Se, na altura, se acreditava que seria possível atingir uma poupança de 30 % nos edifícios mais recentes e de 50 % nos edifícios mais antigos, agora, depois de mais de 370 auditorias realizadas no sector residencial e com “600 auditorias em pipeline ou em curso”, a ADENE realça que “o potencial existe e pode até estar subestimado”.

A partir de 100 certificações realizadas entre 2019 e 2022, confirmou-se “33 % de potencial de poupança de água por imóvel (cerca de 55 mil litros de água por ano por imóvel)”, um valor médio que inclui aqui apenas a poupança por via da eficiência e não conta com o potencial de reutilização. Ademais, a ADENE nota que muitas destas certificações foram realizadas “em novos edifícios, alguns deles em projecto, o que mostra que existe ainda uma grande necessidade de melhoria na configuração dos edifícios”.

Esta “mais valia” da aplicação do AQUA+ nos edifícios não se limita aos residenciais. “No AQUA+ Hotéis, o potencial de poupança por empreendimento turístico é em média 20 vezes maior. Nas primeiras classificações já emitidas, chegamos a assistir a capitações de água superior a 3 000 litros de água consumida por hóspede e noite (normalmente associada a perdas de água nas redes internas dos hotéis) e a potenciais de poupança que podem ultrapassar os 50 mil euros por ano na redução da factura da água destes empreendimentos”, acrescenta a ADENE, em entrevista.

Além da poupança do recurso água, o AQUA+ tem ainda outros contributos positivos: há uma “poupança muito importante de energia, directa e indirecta, e de redução de emissões de dióxido de carbono”, bem como a “criação de novas competências e de novos empregos verdes”. Quanto a este último aspecto, a ADENE diz que já foram formados perto de 300 profissionais que “estão capacitados para identificar e introduzir medidas de eficiência hídrica em projectos, reabilitações e melhorias em imóveis residenciais e hoteleiros” e que já há “50 Auditores qualificados que podem emitir certificações pelo AQUA+”.
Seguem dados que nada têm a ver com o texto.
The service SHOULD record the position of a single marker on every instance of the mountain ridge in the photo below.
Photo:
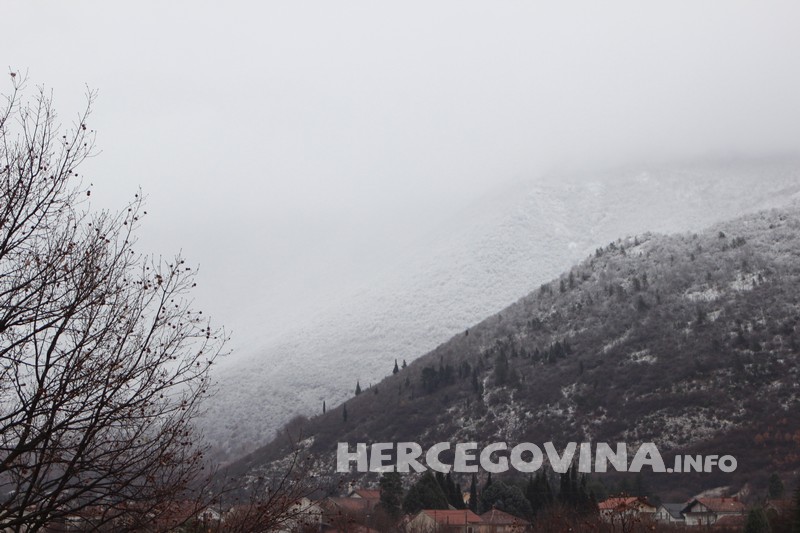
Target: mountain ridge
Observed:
(687, 340)
(520, 238)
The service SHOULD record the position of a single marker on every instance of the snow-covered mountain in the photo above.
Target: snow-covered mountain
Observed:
(479, 262)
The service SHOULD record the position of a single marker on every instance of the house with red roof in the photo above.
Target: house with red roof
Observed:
(708, 511)
(625, 508)
(445, 521)
(497, 521)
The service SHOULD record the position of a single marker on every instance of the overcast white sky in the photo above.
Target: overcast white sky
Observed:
(288, 147)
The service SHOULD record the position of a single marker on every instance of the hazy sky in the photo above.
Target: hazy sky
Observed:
(290, 148)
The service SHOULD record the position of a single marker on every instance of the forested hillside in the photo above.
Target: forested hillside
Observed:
(689, 341)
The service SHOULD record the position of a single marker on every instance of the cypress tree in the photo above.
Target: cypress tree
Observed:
(391, 494)
(424, 494)
(473, 494)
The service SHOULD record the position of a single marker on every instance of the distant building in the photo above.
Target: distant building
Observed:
(631, 506)
(496, 521)
(708, 511)
(439, 521)
(670, 513)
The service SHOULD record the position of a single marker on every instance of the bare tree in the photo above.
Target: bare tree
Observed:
(102, 359)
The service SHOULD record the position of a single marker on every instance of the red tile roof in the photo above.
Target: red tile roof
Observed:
(353, 505)
(497, 517)
(721, 505)
(367, 494)
(622, 504)
(452, 518)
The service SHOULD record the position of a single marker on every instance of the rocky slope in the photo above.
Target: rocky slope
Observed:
(691, 341)
(503, 247)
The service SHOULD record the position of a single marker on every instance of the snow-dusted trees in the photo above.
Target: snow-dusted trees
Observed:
(102, 360)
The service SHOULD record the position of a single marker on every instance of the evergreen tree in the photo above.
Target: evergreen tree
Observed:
(757, 522)
(473, 494)
(776, 488)
(507, 498)
(424, 494)
(539, 493)
(453, 492)
(501, 370)
(391, 494)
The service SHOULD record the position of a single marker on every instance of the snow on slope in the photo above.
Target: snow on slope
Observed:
(486, 258)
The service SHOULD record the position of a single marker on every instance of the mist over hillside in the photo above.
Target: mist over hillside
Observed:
(481, 261)
(690, 341)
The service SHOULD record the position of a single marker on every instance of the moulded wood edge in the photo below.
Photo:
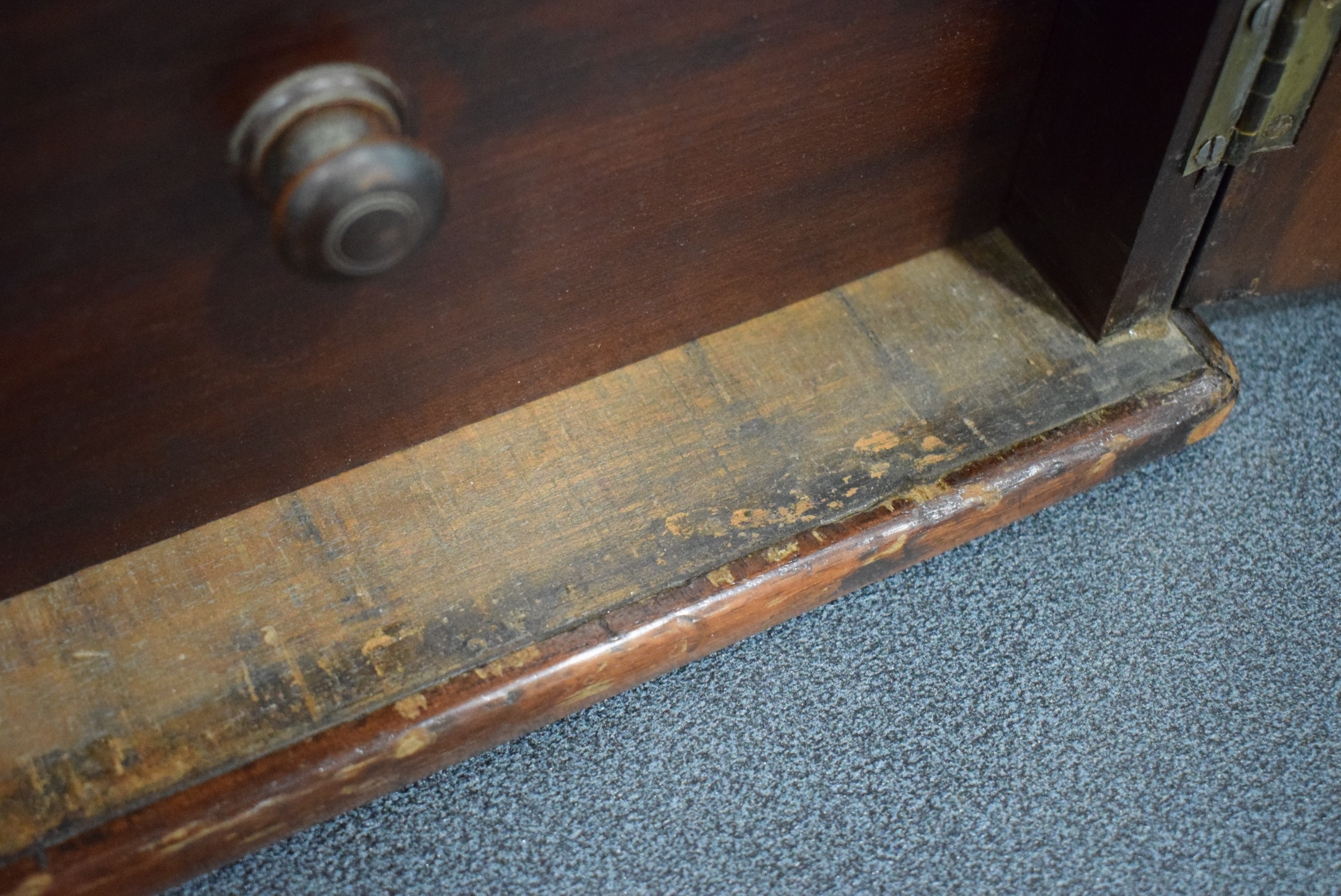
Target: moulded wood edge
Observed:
(223, 818)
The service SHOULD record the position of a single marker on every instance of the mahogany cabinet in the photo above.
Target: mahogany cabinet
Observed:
(385, 380)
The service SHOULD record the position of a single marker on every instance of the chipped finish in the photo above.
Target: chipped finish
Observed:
(326, 604)
(348, 765)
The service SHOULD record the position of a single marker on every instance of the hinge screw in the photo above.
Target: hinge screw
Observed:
(1211, 152)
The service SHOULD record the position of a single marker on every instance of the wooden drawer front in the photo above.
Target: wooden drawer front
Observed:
(624, 176)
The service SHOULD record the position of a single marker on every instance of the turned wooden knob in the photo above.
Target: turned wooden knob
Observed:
(325, 151)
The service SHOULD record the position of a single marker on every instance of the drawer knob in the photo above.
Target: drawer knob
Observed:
(325, 151)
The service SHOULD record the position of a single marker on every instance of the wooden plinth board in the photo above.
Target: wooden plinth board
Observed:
(396, 619)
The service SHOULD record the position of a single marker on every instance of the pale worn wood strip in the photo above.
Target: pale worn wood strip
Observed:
(194, 655)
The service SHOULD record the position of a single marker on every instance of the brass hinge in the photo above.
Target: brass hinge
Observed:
(1273, 69)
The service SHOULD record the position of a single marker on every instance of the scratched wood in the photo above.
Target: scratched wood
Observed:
(344, 767)
(140, 676)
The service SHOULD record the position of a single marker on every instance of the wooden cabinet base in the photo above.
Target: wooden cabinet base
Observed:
(211, 694)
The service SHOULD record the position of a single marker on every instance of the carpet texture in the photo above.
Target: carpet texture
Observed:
(1136, 691)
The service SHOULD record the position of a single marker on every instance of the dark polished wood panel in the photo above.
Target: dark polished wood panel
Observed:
(1100, 203)
(1278, 224)
(624, 176)
(184, 659)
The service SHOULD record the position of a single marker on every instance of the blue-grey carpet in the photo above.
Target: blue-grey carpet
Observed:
(1138, 691)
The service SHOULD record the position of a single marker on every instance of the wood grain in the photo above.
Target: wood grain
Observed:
(184, 659)
(1100, 203)
(624, 177)
(1278, 226)
(345, 767)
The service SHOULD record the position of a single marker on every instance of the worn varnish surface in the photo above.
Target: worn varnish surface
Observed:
(1100, 203)
(235, 639)
(624, 177)
(1278, 224)
(246, 809)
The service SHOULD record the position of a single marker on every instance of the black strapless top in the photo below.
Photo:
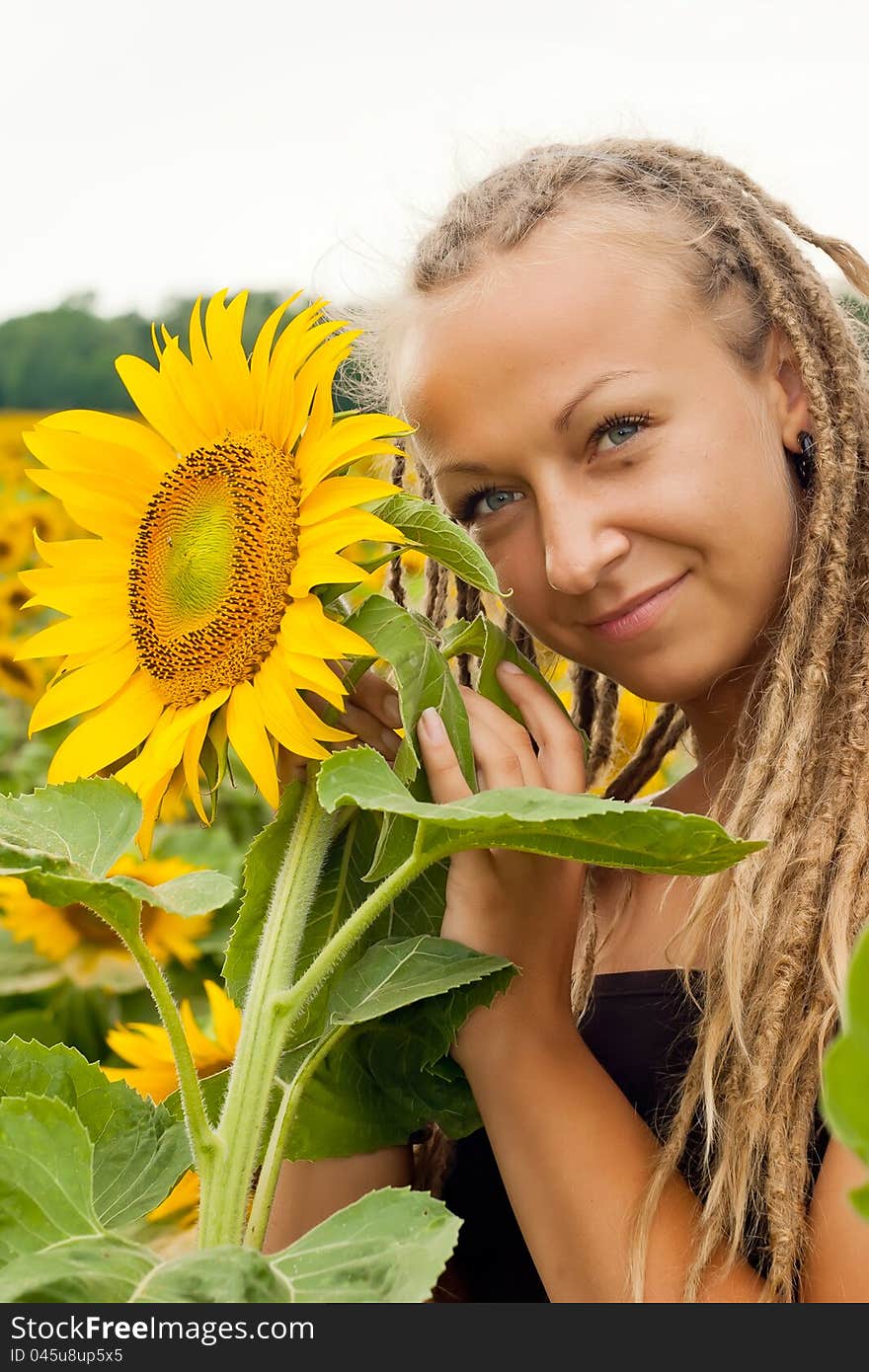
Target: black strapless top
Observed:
(641, 1027)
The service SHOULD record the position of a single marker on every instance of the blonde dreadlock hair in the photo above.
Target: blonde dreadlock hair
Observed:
(783, 922)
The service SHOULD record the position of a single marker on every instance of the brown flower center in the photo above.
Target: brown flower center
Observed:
(211, 566)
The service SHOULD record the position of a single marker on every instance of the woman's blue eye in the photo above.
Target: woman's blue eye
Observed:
(623, 425)
(622, 429)
(468, 509)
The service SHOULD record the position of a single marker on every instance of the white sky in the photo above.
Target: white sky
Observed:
(158, 147)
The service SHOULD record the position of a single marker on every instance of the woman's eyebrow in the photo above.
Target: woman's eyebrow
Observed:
(562, 419)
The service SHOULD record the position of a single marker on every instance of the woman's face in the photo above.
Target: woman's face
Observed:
(585, 488)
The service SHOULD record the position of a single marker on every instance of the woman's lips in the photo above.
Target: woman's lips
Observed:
(640, 618)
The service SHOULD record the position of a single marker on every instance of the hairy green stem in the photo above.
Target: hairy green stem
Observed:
(225, 1187)
(202, 1139)
(292, 1002)
(270, 1172)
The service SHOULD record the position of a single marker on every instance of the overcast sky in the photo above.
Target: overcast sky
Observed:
(158, 147)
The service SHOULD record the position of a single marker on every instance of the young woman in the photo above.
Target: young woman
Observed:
(646, 405)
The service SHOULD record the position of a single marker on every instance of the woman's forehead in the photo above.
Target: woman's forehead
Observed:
(535, 319)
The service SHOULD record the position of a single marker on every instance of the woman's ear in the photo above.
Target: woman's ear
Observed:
(787, 390)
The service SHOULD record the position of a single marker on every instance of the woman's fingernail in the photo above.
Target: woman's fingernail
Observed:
(433, 726)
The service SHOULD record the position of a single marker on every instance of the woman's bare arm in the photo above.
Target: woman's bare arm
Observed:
(312, 1191)
(578, 1167)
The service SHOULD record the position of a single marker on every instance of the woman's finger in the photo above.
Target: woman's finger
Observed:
(504, 757)
(378, 696)
(559, 741)
(445, 778)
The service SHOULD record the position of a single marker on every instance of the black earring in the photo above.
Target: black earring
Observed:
(803, 461)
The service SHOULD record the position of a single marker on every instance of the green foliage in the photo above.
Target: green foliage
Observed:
(844, 1083)
(387, 1069)
(387, 1248)
(62, 840)
(609, 833)
(137, 1150)
(63, 358)
(78, 1160)
(436, 535)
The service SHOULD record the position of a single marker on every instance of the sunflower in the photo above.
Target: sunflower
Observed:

A ADENE está também a desenvolver um estudo sobre o impacto da eficiência hídrica apresentada pelo AQUA+ e as poupanças de energia e de dióxido de carbono. “Deverá ser conhecido em junho”, avança.

Papel das mulheres no nexus água-energia reforçado

Outro dos últimos trabalhos da ADENE na EnR foi também a assinatura, pelas duas entidades, da Declaração Women 4 OUR WATER, promovida pela ONG Business as Nature, que pretende trazer para a ordem do dia o nexus água-energia e relevar o contributo das mulheres, “em especial de língua portuguesa, cientistas, empresárias, dirigentes, profissionais e educadoras no sector da Água e Saneamento” como agentes de mudança neste âmbito, sublinha Susana Viseu, da Business as Nature. A declaração foi assinada, na semana passada, na sede das ONU, em Nova Iorque.